Jackson reappeared as soon as the side door slammed. They moved together to the big window and watched him as he strolled down the drive, breaking into a light jog only as he disappeared behind the crest of the hill. But the security guys are down there, she thought. If he’s meeting someone else, they’d have to pick him up farther away. Not in front of the house.

He’d just been trying to say something nice, something thoughtful. Maybe he was changing. He could, right? After something like this? He’d looked healthier, she thought, his skin once again had its nutty glow, no longer ashen and crusted, stale with stubble. But he must have a plan. He’d kept it from them, but he had a strategy. He hadn’t really been leaving Isabel all alone, here.

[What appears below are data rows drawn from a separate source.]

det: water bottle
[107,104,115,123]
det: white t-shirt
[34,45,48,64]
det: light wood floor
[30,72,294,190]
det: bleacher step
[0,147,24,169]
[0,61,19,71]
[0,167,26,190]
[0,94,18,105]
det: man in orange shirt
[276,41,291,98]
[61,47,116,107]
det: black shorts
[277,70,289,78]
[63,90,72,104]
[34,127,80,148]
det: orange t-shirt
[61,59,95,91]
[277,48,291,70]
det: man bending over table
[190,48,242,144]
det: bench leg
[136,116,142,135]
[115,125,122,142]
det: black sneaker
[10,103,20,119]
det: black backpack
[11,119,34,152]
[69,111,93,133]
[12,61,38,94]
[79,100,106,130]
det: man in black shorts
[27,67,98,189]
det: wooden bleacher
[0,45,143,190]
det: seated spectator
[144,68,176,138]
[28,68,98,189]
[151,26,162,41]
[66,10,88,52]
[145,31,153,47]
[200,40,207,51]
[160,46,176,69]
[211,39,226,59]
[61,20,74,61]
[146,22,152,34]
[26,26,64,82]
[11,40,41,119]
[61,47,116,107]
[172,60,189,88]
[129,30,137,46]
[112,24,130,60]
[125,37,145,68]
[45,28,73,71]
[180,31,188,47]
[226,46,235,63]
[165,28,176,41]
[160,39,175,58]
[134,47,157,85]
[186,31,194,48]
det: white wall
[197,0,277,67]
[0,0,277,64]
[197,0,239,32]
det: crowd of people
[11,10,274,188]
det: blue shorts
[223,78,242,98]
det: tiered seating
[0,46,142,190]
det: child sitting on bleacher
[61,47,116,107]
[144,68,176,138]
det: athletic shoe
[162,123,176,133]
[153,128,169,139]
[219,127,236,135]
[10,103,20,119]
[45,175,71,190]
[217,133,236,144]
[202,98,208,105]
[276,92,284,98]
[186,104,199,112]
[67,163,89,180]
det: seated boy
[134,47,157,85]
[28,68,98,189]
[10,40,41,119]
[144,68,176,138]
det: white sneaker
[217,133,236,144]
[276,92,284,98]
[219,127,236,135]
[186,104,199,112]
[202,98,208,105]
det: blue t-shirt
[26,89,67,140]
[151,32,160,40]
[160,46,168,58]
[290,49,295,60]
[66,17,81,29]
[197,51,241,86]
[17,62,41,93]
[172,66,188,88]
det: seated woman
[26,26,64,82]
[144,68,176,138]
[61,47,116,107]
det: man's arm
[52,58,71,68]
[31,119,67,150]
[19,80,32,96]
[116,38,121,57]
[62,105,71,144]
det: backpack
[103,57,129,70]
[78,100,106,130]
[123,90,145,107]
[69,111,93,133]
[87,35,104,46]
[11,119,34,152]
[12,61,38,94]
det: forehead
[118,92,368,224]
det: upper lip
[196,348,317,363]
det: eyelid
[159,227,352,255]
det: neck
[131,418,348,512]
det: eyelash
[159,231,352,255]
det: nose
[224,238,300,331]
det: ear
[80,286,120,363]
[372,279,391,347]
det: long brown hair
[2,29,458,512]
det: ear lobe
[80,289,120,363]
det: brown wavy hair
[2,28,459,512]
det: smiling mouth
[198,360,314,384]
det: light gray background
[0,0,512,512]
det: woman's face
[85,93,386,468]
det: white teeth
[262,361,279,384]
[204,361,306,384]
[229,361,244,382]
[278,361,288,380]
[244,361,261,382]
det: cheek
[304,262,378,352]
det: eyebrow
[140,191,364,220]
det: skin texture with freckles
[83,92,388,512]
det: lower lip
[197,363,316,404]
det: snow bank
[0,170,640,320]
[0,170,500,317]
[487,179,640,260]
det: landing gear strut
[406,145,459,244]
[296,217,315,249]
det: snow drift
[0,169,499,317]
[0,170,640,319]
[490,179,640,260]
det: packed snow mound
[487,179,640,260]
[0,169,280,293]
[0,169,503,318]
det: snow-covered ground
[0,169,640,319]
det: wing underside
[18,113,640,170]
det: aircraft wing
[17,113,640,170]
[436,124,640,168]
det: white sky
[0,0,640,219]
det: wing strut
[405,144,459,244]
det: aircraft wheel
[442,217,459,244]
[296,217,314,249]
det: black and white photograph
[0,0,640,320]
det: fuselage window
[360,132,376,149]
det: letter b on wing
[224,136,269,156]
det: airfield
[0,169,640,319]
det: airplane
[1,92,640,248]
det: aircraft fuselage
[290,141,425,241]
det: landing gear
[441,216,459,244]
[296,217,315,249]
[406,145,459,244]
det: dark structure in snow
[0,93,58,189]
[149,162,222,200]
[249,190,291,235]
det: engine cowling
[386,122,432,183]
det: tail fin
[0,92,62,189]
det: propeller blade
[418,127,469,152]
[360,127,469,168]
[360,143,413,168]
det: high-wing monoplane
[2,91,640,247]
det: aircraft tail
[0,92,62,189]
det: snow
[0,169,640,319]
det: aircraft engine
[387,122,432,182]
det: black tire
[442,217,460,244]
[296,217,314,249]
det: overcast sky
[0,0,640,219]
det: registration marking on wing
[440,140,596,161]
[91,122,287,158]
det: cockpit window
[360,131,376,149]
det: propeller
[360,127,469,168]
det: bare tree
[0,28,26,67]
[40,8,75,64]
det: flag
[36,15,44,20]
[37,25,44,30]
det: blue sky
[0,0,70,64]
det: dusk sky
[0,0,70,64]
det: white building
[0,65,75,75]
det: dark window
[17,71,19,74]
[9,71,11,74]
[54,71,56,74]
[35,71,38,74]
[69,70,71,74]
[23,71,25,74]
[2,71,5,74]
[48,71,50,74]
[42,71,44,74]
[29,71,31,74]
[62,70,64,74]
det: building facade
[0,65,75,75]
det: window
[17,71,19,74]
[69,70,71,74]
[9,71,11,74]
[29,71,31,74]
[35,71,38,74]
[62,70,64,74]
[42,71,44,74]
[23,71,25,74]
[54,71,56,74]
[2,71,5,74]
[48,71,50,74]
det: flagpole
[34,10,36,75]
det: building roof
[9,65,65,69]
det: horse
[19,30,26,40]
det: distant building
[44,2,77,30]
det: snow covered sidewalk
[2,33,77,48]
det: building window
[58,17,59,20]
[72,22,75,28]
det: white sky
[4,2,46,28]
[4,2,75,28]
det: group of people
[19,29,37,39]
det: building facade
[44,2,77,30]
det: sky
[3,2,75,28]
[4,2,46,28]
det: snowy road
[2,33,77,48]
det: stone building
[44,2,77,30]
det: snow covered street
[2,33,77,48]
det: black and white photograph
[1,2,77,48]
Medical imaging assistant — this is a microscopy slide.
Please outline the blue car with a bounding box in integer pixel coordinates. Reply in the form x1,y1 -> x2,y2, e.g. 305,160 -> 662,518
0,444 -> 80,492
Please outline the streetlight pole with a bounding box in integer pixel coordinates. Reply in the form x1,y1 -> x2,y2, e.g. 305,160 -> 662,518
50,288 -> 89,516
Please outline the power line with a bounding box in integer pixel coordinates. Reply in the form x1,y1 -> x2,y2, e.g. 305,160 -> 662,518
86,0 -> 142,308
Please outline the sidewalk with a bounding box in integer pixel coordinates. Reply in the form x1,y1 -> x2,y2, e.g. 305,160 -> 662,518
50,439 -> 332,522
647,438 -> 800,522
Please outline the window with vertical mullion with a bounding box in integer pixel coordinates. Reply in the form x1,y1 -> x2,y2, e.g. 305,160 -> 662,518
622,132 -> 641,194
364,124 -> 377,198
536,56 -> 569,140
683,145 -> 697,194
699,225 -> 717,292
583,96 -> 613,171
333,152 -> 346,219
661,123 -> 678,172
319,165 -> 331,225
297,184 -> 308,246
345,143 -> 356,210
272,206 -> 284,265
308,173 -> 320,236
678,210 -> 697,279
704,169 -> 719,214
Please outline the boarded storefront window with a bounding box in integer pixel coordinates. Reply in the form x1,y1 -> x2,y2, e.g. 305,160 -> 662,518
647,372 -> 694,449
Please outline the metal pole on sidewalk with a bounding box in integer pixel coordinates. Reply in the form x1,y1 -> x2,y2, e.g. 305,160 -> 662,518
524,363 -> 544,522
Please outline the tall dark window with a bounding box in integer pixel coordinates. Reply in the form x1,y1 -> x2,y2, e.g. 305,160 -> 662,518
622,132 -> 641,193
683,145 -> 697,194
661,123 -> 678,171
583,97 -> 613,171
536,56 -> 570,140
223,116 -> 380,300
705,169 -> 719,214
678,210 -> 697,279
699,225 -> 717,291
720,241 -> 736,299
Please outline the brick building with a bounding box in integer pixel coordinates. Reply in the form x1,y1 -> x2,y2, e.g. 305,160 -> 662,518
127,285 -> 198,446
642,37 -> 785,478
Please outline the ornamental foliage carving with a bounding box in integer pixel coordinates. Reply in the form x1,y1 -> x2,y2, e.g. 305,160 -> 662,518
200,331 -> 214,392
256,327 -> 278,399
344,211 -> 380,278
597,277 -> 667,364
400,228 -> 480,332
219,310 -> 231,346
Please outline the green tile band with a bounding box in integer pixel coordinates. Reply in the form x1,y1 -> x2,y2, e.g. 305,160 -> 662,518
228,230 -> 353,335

She could choose to see it this way. She might not be wrong.

“Where is he going?” Jackson said. Lily felt that if she spoke, her voice would be only a croak. “He usually let you raid the wine rack?”

She knew they’d been given permission, and in exchange for something, but for what?

She took Jackson’s hand, and they, too, left through the mud room. She knew now that she’d let her boyfriend stay. Later, they’d fuck.